The route was cathartic for the No. 17 Wolverines (10-2, 6-2), who won 40-34 to end the run of futility against the rival Buckeyes.
Those Buckeyes weren't as good-natured about it, though.
"I lost so much respect for Michigan after they won n threw the ball in the air acting like it was a grenade," tweeted Buckeyes fullback Zach Boren. "To take it to that level of disrespect is just so uncalled for. Act like you have won before."
Boren is the younger brother of former Ohio State offensive lineman Justin Boren, who transferred from Michigan to the Buckeyes following Lloyd Carr's retirement after the 2007 season and was critical of the Rich Rodriguez regime.
Of course, no current Michigan player had beaten Ohio State before. Seniors were 0-3 and had been outscored 100-24 in the rivalry.
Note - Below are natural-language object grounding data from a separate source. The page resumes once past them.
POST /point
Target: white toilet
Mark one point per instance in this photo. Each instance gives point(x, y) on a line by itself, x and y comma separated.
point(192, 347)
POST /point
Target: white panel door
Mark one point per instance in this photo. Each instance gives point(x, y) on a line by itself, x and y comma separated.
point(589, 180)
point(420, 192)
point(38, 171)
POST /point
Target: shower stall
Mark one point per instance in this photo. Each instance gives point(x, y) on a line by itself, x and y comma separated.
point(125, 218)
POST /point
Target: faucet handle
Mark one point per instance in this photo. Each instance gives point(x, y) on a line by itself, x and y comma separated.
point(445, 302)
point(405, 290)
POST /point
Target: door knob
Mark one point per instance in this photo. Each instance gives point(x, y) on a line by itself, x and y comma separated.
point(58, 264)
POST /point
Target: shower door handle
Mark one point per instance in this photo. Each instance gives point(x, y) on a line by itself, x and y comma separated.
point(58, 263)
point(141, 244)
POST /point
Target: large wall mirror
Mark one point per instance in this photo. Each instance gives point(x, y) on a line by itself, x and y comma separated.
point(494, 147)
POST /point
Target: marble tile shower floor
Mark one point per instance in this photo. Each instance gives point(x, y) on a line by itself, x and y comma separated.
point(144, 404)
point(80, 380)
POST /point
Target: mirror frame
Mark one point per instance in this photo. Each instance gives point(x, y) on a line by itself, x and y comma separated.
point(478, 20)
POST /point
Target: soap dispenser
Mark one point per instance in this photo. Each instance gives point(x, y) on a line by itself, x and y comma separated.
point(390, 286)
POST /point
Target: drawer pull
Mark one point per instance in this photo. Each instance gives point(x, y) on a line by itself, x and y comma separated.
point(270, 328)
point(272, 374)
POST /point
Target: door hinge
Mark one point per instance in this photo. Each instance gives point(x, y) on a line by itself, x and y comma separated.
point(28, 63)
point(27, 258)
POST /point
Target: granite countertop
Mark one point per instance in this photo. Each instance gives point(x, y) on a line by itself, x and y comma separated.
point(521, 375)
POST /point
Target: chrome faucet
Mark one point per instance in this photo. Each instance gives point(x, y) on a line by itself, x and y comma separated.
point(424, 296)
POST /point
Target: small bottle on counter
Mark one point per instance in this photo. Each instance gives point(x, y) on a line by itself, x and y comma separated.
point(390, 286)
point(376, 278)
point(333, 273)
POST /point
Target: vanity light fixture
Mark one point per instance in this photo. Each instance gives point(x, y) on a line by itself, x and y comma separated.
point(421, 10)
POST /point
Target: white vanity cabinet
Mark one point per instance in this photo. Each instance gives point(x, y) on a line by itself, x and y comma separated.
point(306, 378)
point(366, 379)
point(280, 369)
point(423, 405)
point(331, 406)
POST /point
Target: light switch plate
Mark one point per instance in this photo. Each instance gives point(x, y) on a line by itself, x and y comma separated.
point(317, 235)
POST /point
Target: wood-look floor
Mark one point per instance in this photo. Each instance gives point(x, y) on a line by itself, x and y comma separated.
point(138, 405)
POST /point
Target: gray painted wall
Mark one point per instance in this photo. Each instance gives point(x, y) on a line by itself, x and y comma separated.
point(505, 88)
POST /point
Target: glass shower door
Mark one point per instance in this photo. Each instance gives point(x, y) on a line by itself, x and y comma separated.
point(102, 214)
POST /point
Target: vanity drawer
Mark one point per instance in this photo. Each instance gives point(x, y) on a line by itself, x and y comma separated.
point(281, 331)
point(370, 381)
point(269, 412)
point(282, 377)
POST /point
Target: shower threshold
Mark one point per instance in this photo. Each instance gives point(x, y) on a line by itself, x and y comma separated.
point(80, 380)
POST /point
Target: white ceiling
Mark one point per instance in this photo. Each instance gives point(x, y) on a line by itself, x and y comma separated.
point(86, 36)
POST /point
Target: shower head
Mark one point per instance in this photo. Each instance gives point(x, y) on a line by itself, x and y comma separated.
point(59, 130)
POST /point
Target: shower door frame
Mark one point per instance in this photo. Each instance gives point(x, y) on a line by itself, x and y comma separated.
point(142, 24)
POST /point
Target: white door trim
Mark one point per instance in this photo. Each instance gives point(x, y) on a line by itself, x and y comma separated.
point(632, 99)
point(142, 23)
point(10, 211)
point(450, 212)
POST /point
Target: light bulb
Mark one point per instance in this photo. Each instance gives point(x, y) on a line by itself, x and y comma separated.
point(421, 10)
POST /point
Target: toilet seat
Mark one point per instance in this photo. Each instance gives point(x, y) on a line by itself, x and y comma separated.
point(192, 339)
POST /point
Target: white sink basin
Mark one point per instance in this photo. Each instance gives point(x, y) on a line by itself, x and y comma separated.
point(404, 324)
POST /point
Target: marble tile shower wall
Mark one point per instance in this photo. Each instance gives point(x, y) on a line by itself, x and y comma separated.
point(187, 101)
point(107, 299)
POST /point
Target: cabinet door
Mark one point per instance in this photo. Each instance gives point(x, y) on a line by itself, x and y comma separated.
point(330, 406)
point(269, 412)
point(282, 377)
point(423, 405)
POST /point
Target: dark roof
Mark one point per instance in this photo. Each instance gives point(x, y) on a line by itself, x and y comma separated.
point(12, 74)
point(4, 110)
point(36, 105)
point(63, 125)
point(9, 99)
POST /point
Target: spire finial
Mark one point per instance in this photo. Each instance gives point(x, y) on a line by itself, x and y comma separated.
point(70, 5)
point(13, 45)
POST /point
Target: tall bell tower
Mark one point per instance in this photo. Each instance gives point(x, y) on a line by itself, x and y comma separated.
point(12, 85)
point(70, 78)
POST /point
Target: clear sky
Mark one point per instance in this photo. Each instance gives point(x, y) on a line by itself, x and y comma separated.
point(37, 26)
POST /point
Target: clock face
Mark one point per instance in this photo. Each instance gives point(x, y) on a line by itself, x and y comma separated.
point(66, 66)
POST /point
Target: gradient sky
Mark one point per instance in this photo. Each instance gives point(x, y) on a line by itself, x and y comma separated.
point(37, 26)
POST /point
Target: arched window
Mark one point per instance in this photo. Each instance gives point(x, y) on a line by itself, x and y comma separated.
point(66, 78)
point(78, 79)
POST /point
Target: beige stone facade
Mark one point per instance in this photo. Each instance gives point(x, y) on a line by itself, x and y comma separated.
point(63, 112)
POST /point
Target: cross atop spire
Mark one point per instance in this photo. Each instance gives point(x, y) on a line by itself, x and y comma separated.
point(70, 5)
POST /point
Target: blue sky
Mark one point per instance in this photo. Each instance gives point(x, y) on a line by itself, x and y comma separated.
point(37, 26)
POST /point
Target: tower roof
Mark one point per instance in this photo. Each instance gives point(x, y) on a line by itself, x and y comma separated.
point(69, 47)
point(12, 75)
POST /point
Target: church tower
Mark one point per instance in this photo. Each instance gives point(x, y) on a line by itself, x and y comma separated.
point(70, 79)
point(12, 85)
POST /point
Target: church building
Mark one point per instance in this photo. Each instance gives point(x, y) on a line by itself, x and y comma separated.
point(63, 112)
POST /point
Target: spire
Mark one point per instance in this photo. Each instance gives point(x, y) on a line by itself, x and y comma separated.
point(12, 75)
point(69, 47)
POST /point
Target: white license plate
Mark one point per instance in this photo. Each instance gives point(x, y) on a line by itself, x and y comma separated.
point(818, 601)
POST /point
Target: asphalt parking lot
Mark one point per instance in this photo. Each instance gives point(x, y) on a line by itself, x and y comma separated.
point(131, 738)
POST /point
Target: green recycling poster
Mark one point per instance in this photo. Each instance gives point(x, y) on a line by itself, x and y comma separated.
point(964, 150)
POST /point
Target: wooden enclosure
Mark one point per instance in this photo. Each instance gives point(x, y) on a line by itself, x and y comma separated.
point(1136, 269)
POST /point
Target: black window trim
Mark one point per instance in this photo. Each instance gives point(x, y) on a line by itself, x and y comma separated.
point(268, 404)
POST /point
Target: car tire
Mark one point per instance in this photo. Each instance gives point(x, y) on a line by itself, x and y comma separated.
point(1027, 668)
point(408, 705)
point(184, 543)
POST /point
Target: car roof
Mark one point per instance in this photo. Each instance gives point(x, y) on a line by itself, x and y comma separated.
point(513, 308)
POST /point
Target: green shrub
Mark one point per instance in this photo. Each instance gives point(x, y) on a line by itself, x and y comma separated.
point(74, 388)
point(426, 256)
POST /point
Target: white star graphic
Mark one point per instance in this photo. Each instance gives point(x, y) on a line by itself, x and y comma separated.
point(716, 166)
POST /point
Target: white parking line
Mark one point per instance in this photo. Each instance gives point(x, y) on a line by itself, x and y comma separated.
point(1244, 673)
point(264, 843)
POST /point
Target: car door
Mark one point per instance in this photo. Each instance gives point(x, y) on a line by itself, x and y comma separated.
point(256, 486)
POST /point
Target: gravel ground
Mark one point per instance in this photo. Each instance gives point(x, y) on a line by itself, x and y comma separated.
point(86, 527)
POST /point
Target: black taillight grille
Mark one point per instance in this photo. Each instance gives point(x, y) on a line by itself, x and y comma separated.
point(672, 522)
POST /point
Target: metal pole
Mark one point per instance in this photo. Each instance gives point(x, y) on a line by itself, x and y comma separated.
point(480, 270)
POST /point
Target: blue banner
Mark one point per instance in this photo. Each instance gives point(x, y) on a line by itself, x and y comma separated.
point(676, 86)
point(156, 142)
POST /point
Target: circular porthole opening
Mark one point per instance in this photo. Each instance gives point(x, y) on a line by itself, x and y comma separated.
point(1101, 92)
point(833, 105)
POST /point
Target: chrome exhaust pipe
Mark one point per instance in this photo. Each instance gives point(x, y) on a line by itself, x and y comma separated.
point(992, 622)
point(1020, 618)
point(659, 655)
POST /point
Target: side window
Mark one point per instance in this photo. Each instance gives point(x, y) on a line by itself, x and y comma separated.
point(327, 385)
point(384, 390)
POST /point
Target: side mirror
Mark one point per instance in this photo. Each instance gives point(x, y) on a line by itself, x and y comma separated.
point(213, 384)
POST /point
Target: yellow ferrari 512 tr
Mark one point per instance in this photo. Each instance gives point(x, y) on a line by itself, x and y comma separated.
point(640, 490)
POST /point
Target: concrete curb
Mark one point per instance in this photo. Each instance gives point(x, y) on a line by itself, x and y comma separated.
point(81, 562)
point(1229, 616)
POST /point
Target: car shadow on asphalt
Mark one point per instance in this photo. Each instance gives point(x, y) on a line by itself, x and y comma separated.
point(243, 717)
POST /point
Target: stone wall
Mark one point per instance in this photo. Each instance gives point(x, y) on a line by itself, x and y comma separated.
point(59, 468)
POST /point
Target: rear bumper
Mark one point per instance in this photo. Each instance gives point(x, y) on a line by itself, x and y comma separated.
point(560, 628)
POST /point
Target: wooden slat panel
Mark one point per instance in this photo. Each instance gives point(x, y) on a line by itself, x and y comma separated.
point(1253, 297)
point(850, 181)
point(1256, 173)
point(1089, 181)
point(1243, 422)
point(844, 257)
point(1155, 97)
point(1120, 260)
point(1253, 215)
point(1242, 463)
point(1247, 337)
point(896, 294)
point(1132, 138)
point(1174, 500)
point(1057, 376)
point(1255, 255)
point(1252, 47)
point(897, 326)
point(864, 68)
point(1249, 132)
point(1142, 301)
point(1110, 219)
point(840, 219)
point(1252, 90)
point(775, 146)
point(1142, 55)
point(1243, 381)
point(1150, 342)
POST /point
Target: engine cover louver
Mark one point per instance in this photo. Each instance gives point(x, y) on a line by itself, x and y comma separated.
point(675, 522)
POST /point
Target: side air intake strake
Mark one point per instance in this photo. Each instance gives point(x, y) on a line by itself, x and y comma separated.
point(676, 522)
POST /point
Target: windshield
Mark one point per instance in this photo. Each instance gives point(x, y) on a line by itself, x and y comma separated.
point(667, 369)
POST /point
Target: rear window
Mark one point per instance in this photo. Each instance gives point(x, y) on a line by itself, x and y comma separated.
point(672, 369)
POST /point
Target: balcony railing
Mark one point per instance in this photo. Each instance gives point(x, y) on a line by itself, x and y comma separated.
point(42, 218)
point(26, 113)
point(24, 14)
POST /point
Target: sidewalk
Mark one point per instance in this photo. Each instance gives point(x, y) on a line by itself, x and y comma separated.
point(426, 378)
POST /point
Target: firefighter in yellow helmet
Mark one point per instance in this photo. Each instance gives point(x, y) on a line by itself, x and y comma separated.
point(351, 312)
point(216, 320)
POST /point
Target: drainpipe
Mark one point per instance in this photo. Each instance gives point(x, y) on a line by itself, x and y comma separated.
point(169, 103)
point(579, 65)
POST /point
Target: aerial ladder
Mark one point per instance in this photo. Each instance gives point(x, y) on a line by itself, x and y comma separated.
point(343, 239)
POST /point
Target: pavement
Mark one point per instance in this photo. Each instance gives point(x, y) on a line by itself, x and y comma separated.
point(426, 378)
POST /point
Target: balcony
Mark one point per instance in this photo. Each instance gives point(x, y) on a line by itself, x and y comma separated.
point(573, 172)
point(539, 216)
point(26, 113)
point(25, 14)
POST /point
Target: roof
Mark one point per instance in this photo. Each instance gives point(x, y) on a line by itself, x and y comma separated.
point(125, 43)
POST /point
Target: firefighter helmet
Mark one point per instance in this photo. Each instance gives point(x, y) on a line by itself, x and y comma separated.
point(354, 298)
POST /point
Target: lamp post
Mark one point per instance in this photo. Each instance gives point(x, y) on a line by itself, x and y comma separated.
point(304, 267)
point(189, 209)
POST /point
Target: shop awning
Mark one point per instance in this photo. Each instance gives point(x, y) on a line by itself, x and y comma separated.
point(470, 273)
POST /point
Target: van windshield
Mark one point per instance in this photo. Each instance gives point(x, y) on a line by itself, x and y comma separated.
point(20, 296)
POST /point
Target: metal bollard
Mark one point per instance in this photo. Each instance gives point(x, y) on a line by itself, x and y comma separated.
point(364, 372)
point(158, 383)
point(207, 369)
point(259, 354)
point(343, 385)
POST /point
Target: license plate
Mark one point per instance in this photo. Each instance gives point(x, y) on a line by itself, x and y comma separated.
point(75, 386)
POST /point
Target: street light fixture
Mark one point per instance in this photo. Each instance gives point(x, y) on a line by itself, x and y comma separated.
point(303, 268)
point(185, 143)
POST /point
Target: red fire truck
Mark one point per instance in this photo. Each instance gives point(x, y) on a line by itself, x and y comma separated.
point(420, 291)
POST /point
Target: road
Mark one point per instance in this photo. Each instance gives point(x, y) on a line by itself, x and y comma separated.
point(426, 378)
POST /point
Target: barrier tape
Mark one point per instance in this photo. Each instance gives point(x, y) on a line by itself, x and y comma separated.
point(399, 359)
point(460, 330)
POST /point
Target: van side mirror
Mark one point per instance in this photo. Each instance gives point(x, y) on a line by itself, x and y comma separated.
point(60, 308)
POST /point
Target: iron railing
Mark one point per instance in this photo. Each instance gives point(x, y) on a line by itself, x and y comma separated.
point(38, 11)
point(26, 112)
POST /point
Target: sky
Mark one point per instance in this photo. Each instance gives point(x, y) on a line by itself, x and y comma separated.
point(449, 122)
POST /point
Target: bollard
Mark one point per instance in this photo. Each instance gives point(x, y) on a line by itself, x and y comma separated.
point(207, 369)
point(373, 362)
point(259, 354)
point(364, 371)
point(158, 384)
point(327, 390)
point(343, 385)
Added Ohio State tight end Jeff Heuerman: "Karma is gonna be a (expletive) for that little 'celebration' at the end."
Players said the controversial celebration -- you can catch a piece of it at the 34-minute mark of this YouTube video -- is something they have done after each Friday practice this year. Coach Brady Hoke said he was fine with his team celebrating their win that way.
"I don’t have any problem (with it) because it wasn’t disrespectful to anybody," Hoke said. "It’s something they do every Friday.
"No. It wasn’t disrespectful to anybody. It’s something those kids have done for 12 weeks.”
Ohio State, though, clearly was offended with the episode, which occurred in front of several players at midfield.
It led to Ohio State cornerback Brad Roby tweeting: "I will never lose to those scrubs again."
Other notes from Hoke's Monday press conference:
Brennen Beyer is expected to participate in bowl practices. The team won't work out as a team this week, but the freshman linebacker could be back with the team when it reconvenes next week. He did not play against Ohio State, and Hoke had said he was unsure if he would be back this year.
Hoke was effusive in his support of kicker Brendan Gibbons, who hit a 43-yard field goal to give Michigan a six-point lead with 1:59 remaining against Ohio State.
After going 1-of-5 last year, Gibbons finished 10-of-14 this year. He credited the confidence and positivity of the coaching staff as a factor in his turnaround.
Hoke offered more of it Monday.
"Huge," he said of the 43-yard kick. "Huge. I mean, Gibbons in that kick, you know, because there were some people that really doubted him at the beginning of the year -- maybe some in this room -- maybe. Didn’t say. But he did a tremendous job all year, and he’s grown and he’s learned and he’s got a good demeanor about him. He’s worked hard.”
This and that
A couple other topics broached by Hoke during his 33-minute session with the media:
On whether offensive coordinator Al Borges will be interested in any head coaching vacancies: “I don’t know. I don’t know. If he does, good. If he’s interested, I mean, that’s all right.”
On what he told Ohio State coach Luke Fickell after the game: “I just thought he did a heck of a job, all year. Tough situation.”
On sophomore tailback Fitz Toussaint’s apparent fourth-quarter touchdown that was overturned on a replay: “Do I agree exactly with the call? The rule states there’s got to be some sort of evidence to overturn it?” Then, instead of finishing his thought, he smiled.